Who decides Bellarmine’s policies? Students, faculty/administration, or both?

Recently, the student handbook and policies have created confusion in the student body and tension between students and faculty. The cause of this tension is many students are under the impression that policies only a faculty and administrative decision. At the same time, there is a bigger story leading to how policy at Bellarmine is made and how Bellarmine could make policy in the future.

In an interview with Cari Harrison, Dean of Students, she described how policy at Bellarmine is established . Policies must be in compliance with the Revised Code of Washington (RCW) and then reviewed by our school attorney.

“We’re not a little island on our own,” said Cari Harrison, explaining that although policy directly affects those in our community, many outside voices influence it.

Afterwards, the administration team has a voice on the final draft before becoming official policy enforced at school. Many students disliked this process because it had no student voice in the decision-making process despite directly affecting them.

“Personally, I would like our policies to have more [student] voice,” said Cari Harrison.

Because of this, a new body in the Association Student Body was created recently, called the Student-Faculty Senate. This body’s goal is to receive students’ voices in policy to minimize tension between students and faculty. As a result, many students and faculty alike are excited to see how this body can positively impact the community.

Despite the hope the Senate brings to the community, the newness of the body comes with some growing pains. David Añel, a previous representative to the Student Senate, spoke about some of the difficulties the senate had in the past.

“For the most part [we] struggle with communication with the administration and also with the students,” said Añel.

Combating these issues is taking steps to alleviate these problems. Corinne Harrison, a senior representative of the Student Senate, talked about some solutions, such as a petition for vegan and vegetarian options in the cafe. She also spoke about attending Principal Advisory Committee meetings so that the student’s voice is involved in policy-making.
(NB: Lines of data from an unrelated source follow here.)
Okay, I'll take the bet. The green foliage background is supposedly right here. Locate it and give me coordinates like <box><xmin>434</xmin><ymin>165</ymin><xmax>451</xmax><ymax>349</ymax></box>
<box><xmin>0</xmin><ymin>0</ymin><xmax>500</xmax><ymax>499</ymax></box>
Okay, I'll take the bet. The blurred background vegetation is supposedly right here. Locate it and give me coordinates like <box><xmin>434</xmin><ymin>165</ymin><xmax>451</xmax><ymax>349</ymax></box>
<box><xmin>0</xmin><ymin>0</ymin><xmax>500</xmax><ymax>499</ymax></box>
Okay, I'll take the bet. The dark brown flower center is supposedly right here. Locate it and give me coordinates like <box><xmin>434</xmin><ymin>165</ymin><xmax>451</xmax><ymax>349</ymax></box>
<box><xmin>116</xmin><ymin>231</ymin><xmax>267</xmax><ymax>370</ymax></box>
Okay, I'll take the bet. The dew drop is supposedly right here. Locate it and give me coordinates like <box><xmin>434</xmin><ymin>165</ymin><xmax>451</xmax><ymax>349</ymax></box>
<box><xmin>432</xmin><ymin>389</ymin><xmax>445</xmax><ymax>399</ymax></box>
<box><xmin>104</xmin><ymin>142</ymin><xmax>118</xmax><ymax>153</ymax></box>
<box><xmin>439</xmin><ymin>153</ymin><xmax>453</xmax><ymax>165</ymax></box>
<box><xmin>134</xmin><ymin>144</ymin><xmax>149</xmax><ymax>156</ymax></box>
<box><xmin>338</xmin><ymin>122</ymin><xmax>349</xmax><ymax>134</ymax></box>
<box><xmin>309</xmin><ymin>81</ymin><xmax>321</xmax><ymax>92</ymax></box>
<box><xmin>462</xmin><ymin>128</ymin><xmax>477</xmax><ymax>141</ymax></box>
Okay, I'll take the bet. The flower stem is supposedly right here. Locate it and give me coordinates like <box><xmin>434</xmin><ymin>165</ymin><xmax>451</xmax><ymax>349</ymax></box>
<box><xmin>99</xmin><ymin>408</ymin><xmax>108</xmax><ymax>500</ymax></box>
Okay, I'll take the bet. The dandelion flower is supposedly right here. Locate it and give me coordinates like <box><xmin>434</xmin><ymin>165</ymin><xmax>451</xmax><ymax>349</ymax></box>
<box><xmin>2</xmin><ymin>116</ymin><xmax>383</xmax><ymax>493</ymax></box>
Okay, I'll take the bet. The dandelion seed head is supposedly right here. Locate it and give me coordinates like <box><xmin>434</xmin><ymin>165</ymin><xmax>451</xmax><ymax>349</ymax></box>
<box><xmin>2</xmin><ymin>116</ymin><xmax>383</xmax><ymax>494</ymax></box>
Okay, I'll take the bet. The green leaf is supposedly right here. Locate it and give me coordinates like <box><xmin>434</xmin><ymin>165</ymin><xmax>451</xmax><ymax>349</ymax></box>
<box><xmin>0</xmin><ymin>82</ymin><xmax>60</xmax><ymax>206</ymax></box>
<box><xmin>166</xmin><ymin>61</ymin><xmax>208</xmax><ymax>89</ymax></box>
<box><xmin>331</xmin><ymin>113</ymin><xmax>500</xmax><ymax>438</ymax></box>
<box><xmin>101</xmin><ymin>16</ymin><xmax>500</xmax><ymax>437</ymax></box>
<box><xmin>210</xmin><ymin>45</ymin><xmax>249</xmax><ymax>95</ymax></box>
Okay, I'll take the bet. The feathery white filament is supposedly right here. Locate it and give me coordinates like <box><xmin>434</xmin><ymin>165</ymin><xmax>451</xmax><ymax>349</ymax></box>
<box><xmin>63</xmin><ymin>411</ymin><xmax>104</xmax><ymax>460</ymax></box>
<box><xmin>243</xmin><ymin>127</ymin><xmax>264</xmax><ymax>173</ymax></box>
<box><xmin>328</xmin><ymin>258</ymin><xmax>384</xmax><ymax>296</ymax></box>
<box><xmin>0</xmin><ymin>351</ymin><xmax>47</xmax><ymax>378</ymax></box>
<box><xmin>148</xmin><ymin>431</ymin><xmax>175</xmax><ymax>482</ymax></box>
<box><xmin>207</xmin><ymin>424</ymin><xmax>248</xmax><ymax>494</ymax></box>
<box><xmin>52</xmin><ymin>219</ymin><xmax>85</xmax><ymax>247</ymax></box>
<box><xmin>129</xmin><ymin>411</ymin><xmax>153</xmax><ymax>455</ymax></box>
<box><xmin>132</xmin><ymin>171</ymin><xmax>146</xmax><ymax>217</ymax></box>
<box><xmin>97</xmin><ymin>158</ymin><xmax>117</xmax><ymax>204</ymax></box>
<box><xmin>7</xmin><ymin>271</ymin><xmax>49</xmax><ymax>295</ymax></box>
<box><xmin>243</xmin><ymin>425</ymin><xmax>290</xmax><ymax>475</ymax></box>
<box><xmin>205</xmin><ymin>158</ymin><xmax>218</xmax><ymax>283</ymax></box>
As Bellarmine continues to welcome more students on campus, its policy should also receive student opinions and voices. It is impossible to abolish the student handbook at the moment, but students can speak up to make changes for what they want to see right now. It starts with reading the handbook and having conversations not only with classmates but also with teachers and coaches. Creating an inclusive climate and culture requires everyone to get involved and work together.